Elroy Doil was thirty-two when the killings began. He had been born and raised in Miami's "poor white" neighborhood, known as Wynwood. Though the name does not appear on published maps, Wynwood comprises a sixtyblock, half-square-mile area in mid-Miami with a mainly underprivileged white populace, plus a grim record of high crime, riots, looting, and police brutality.

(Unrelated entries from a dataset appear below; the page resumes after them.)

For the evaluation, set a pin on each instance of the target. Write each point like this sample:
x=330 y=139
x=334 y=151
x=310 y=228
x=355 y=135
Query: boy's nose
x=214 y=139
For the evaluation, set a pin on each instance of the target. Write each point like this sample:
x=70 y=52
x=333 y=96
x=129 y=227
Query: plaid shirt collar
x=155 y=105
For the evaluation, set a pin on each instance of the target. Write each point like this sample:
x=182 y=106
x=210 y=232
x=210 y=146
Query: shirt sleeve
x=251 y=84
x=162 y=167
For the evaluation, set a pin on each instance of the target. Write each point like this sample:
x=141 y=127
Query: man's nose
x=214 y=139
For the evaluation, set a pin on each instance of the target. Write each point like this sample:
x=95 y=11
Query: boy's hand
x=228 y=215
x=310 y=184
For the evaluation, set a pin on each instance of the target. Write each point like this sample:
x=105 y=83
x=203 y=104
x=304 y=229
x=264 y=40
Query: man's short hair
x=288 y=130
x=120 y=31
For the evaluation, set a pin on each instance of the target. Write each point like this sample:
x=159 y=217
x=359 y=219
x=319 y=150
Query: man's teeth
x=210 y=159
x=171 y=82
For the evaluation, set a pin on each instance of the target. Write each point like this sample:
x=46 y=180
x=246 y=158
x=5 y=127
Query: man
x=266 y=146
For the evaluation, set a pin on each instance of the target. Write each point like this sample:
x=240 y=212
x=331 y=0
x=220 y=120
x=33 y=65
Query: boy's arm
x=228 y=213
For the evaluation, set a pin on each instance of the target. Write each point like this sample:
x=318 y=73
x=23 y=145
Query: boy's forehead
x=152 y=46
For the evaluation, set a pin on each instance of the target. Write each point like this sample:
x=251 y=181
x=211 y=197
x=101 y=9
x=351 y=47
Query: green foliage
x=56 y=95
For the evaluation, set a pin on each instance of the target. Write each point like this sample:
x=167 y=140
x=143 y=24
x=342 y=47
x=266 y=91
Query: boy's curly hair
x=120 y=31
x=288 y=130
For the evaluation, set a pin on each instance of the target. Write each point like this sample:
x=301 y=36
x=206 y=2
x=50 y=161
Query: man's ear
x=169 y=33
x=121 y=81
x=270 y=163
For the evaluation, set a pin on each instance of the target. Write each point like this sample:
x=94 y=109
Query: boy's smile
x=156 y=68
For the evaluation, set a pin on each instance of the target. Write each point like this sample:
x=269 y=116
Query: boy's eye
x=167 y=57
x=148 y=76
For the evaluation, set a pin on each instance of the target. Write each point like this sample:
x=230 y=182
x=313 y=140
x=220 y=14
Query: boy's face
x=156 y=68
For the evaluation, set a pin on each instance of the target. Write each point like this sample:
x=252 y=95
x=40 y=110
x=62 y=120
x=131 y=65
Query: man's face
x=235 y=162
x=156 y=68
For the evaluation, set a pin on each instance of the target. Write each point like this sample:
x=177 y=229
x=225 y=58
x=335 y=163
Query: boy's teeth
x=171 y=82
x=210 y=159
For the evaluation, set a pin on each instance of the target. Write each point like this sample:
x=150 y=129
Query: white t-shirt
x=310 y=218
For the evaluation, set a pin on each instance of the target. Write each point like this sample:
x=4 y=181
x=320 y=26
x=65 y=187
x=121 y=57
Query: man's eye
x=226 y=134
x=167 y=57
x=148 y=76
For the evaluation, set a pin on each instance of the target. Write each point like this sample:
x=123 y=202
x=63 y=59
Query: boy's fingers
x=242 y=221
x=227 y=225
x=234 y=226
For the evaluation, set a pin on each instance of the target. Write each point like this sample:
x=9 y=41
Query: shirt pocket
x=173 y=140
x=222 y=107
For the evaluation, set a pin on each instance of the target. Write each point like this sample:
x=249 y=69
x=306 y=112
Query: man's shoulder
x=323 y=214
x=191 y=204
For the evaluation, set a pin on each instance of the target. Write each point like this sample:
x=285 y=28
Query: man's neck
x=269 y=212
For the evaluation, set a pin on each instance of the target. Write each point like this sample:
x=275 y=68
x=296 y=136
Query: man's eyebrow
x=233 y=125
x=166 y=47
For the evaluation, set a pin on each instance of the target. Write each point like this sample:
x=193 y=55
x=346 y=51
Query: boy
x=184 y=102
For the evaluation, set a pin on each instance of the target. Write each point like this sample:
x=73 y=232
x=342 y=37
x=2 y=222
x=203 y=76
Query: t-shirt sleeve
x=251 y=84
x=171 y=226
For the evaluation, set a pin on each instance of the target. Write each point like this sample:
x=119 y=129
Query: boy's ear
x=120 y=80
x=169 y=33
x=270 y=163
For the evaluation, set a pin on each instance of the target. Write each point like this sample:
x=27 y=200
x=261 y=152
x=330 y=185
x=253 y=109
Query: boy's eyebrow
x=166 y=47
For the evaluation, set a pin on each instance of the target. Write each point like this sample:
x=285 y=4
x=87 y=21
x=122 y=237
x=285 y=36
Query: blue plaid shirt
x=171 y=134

Immediately southwest of Wynwood is Overtown, also not named on maps, with a mainly underprivileged black occupancy, plus a similarly dreary record of high crime, riots, looting, and police brutality.
Elroy Doil's mother, Beulah, was a prostitute, drug addict, and alcoholic. She told friends that her son's father "coulda been any one of a hundred fuckers," though she later advised Elroy that his most probable father was serving a life term in Florida's Belle Glade prison. Even so, Elroy encountered a long succession of other men who lived with his mother for varying periods, and remembered many of them from the drunken beatings and sexual abuse he received.
Why Beulah Doil had a child at all was unclear, having had several previous abortions. Her explanation: she "just never got around to getting rid of the kid."
Eventually Beulah, a shrewdly practical person, instructed her son in petty crime and how to avoid "getting your ass busted." Elroy learned fast. At ten he was stealing food for himself and Beulah, as well as filching anything else in sight. He robbed other boys at school. It helped that he was big for his age, and a savage fighter.
Under Beulah's tutelage, Elroy grew up learning to take advantage of the lenient laws affecting juvenile crime. Even though he was apprehended several times for assaults, thefts, and petty larcenies, he was always released back to his mother's custody with a virtual slap on the wrist.